Brexit Outcome: How Will MHRA and EMA handle the Split ?

With the United Kingdom choosing to no longer be a part of the European Union by Brexit, the vote will have significant effects for the regulation of medicines and medical devices throughout the whole continent.

Not only will the European Medicines Agency (EMA) need to move its head office from London (possibly shifting over 600 full-time staff), but the UK’s Medicines and Healthcare products Regulatory Agency (MHRA) will need to make a decision if they want to keep on conducting drug production and clinical trial site inspections together with EMA, and whether the UK will now need to build its own drug approval system as UK pharmaceutical regulations are generally determined at the EU level.

As lawyers have outlined: EU Directives, like as Directive 2001/83/EC governing medicinal products, require the UK to implement appropriate regulation into national law. This is done by reference to the European Communities Act of 1972 and via the execution of the Human Medicines Regulation of 2012. The UK’s departure from the EU would mean these laws stay in place until the UK government is determined to modify them.

MHRA and EMA also presently work closely on the inspections of manufacturing sites, and on 24th June, EMA released the outcome of such a collaboration as an MHRA inspection resulted in an EMA review of medicines produced at a US manufacturing facility. One of the possible alternatives would be for the MHRA to work like Swisregulator, where medical products are independently authorized but work with EMA is performed under mutual recognition and sharing agreements. Or MHRA function like Norway which is not part of EU but work with EMA.

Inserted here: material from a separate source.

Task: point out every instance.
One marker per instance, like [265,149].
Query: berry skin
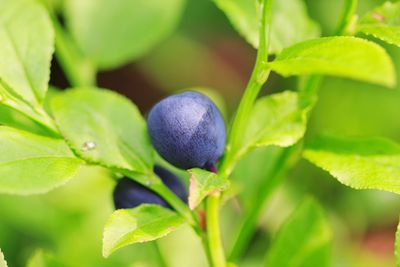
[187,130]
[129,194]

MHRA spokesman James Rose told,  MHRA has “no thoughts to make at this early stage.” He later on added that the MHRA will issue a statement shortly.

EMA spokeswoman Rebecca Harding said: “We value the UK citizens’ choice to leave the EU. The British citizens have taken their vote and it is now up to the UK government to choose how to act upon the result of the referendum.”

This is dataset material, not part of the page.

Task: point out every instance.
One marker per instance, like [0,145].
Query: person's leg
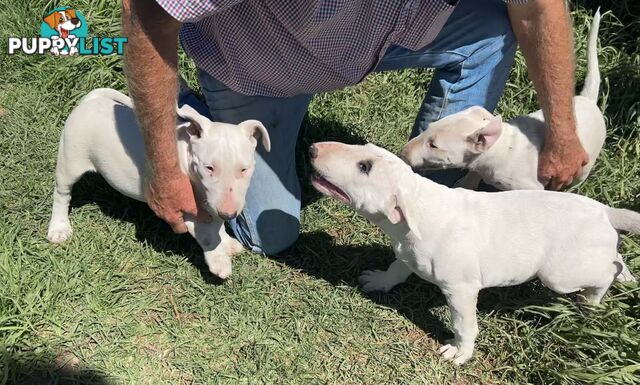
[270,221]
[472,55]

“Article 50 of the Treaty on the Functioning of the EU describes the process to be adopted in case a Member State informs the European Council of its choice to leave from the Union. No nation has ever chose to leave the EU, so there is no precedent for this scenario. It is too soon to foresee the implications of this choice and we will be in touch with the EU institutions. When we have tangible information, we will discuss it with our members,” she said. “EMA will carry on with its work with the aim to protect human and animal health and make sure access to drugs that are safe, effective and of good quality.”

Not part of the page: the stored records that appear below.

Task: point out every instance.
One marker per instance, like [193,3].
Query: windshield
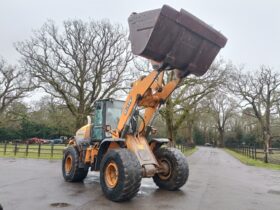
[113,114]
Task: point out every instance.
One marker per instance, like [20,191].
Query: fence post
[15,149]
[26,149]
[255,152]
[5,147]
[39,149]
[250,148]
[52,150]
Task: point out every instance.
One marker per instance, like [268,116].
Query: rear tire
[70,166]
[120,175]
[177,169]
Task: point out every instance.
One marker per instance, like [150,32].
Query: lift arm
[148,92]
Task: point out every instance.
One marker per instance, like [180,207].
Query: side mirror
[154,131]
[107,128]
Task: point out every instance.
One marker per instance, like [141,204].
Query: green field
[252,162]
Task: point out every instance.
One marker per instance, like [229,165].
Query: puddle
[59,205]
[275,192]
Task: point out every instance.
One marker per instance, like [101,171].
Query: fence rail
[273,156]
[48,151]
[32,150]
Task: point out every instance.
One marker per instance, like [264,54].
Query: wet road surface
[217,181]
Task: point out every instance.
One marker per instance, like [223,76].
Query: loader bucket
[177,39]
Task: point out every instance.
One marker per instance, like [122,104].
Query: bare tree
[261,91]
[221,108]
[83,62]
[184,104]
[13,84]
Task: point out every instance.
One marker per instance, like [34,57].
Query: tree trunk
[189,133]
[221,143]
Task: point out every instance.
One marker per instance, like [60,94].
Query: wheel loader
[117,140]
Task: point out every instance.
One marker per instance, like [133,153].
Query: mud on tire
[70,166]
[128,179]
[178,169]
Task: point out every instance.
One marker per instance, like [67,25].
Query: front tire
[70,166]
[176,169]
[120,175]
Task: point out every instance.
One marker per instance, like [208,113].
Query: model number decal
[127,105]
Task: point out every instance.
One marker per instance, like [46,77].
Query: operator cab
[107,113]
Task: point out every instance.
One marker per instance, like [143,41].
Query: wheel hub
[166,169]
[68,164]
[111,175]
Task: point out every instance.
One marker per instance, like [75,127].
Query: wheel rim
[68,164]
[111,174]
[167,167]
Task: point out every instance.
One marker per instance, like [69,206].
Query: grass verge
[252,162]
[189,152]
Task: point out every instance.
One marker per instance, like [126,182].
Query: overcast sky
[251,26]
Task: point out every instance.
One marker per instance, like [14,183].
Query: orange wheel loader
[114,141]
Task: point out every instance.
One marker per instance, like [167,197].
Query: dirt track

Mike Thompson, CEO of the Association of the British Pharmaceutical Industry (ABPI) stated in a statement: “The choice of British people has been heard. This creates immediate difficulties for future investment, research and jobs in our industry in the UK. With that being the case, we are dedicated to working closely with the government to agree what actions need to be obtained to send a powerful signal that the UK is open for business.”